The wisdom of Australia’s current ‘leave it to the market’ policies varies with the geopolitical and economic risks facing the country. In addition to growing tensions in the South China Sea through which a significant percentage of our petroleum products transit, economists are alarmed by the financial risks created by the debt-driven growth model of the world’s major economies.
The International Monetary Fund warns that the world is at risk of another financial meltdown as a result of global debt levels being well above those at 2008 levels and the failure of governments and regulators to implement the reforms necessary to protect the financial system from reckless behaviour. Senior executives from the Bank for International Settlements warn that the ‘unprecedented asset price bubble engineered by G7 central banks is a ticking time-bomb that is ready to burst after seven years of near zero interest rates and speculative excesses in bonds, stocks and real estate.’
Many commentators consider that a financial crisis will occur eventually and some anticipate that it will be far bigger than the 2008 crisis. Furthermore, a banking liquidity crisis in any of the G7 economies can be expected to generate a cascading effect with global consequences for the international shipping market.

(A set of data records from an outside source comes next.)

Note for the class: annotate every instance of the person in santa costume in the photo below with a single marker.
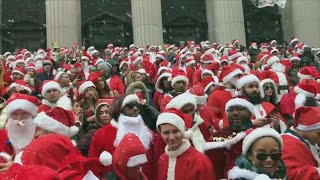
(51, 92)
(20, 128)
(128, 158)
(126, 119)
(179, 83)
(180, 160)
(226, 143)
(249, 89)
(59, 154)
(261, 157)
(222, 94)
(300, 145)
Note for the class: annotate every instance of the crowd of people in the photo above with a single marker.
(193, 111)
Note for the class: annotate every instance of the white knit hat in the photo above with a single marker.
(259, 133)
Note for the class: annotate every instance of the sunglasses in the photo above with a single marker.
(263, 156)
(266, 87)
(132, 105)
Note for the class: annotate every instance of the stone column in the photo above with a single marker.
(225, 21)
(63, 19)
(306, 21)
(147, 22)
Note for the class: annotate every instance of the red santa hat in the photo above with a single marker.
(84, 85)
(57, 120)
(263, 82)
(166, 74)
(178, 119)
(22, 84)
(292, 40)
(198, 92)
(18, 70)
(208, 82)
(182, 100)
(242, 58)
(257, 134)
(228, 72)
(234, 41)
(31, 66)
(49, 85)
(296, 57)
(247, 79)
(23, 102)
(129, 153)
(307, 118)
(58, 75)
(272, 59)
(308, 72)
(207, 58)
(179, 75)
(240, 102)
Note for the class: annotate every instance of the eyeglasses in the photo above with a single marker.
(267, 87)
(263, 156)
(132, 105)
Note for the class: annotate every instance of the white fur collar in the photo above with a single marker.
(46, 102)
(237, 173)
(185, 146)
(225, 144)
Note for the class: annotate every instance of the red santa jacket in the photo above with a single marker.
(186, 163)
(298, 158)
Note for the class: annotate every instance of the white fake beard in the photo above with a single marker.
(133, 125)
(21, 133)
(246, 67)
(38, 65)
(278, 67)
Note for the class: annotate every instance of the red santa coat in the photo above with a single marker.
(6, 149)
(299, 160)
(218, 100)
(184, 163)
(103, 140)
(115, 83)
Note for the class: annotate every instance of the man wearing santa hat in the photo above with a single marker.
(179, 83)
(249, 89)
(126, 119)
(180, 160)
(51, 91)
(300, 145)
(20, 128)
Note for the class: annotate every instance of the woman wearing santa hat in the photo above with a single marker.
(180, 160)
(261, 156)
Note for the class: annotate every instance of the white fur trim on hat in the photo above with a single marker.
(240, 102)
(48, 123)
(247, 80)
(228, 77)
(168, 75)
(50, 85)
(105, 158)
(181, 100)
(180, 78)
(308, 128)
(58, 75)
(130, 98)
(259, 133)
(137, 160)
(171, 118)
(85, 85)
(22, 104)
(242, 58)
(272, 60)
(305, 76)
(301, 91)
(263, 82)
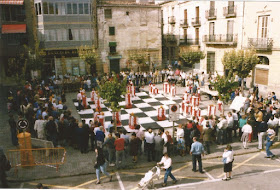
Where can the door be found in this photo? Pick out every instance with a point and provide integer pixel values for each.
(212, 31)
(196, 40)
(115, 65)
(230, 31)
(210, 63)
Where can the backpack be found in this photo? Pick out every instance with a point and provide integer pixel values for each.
(5, 164)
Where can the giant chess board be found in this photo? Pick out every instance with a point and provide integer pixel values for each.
(144, 107)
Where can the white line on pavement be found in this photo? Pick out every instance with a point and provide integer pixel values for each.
(120, 181)
(210, 176)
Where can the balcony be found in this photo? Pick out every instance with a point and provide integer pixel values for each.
(220, 39)
(169, 39)
(196, 22)
(211, 14)
(189, 42)
(230, 11)
(261, 44)
(184, 23)
(171, 20)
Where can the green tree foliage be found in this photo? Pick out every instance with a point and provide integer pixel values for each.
(240, 62)
(111, 90)
(225, 85)
(89, 55)
(191, 57)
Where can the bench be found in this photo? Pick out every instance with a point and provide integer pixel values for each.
(40, 143)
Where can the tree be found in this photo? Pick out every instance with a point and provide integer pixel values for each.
(89, 55)
(191, 57)
(111, 91)
(225, 85)
(240, 63)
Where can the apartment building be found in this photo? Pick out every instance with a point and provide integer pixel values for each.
(63, 26)
(261, 32)
(128, 26)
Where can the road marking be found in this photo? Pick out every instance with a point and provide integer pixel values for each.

Air Vice-Marshal John Blackburn RAAF (Ret’d) has expressed concern that Australia’s international and coastal CPP supply chains have not been the subject of a comprehensive, independent security assessment. Instead, Blackburn notes: ‘we need to apply the national security framework and analytical methods that we have applied to our nation’s defence forces to areas of risk such as energy security, that are critical to our national security.’
According to Blackburn, a thorough risk assessment should investigate the potential impact of geopolitical and economic disruption across all major elements of the national and regional petroleum supply chain, including ownership, management and crewing of tankers. The Maritime Union points out that unlike Australian seafarers, foreign crews have no background checks yet they are carrying petroleum products, ammonium nitrate and LNG around the Australian coast and close to the middle of major population centres.
Blackburn recommends that we should decide whether we want a proportion of our liquid fuel supply to be secure: if so, how much and for what purpose? We then need to determine the optimal way of achieving this level of security, considering both demand and supply related initiatives. A satisfactory investigation into these issues should, in Blackburn’s view, encourage Australia to move petroleum supply chain arrangements from the current ‘just in time’ to a ‘just in case’ structure.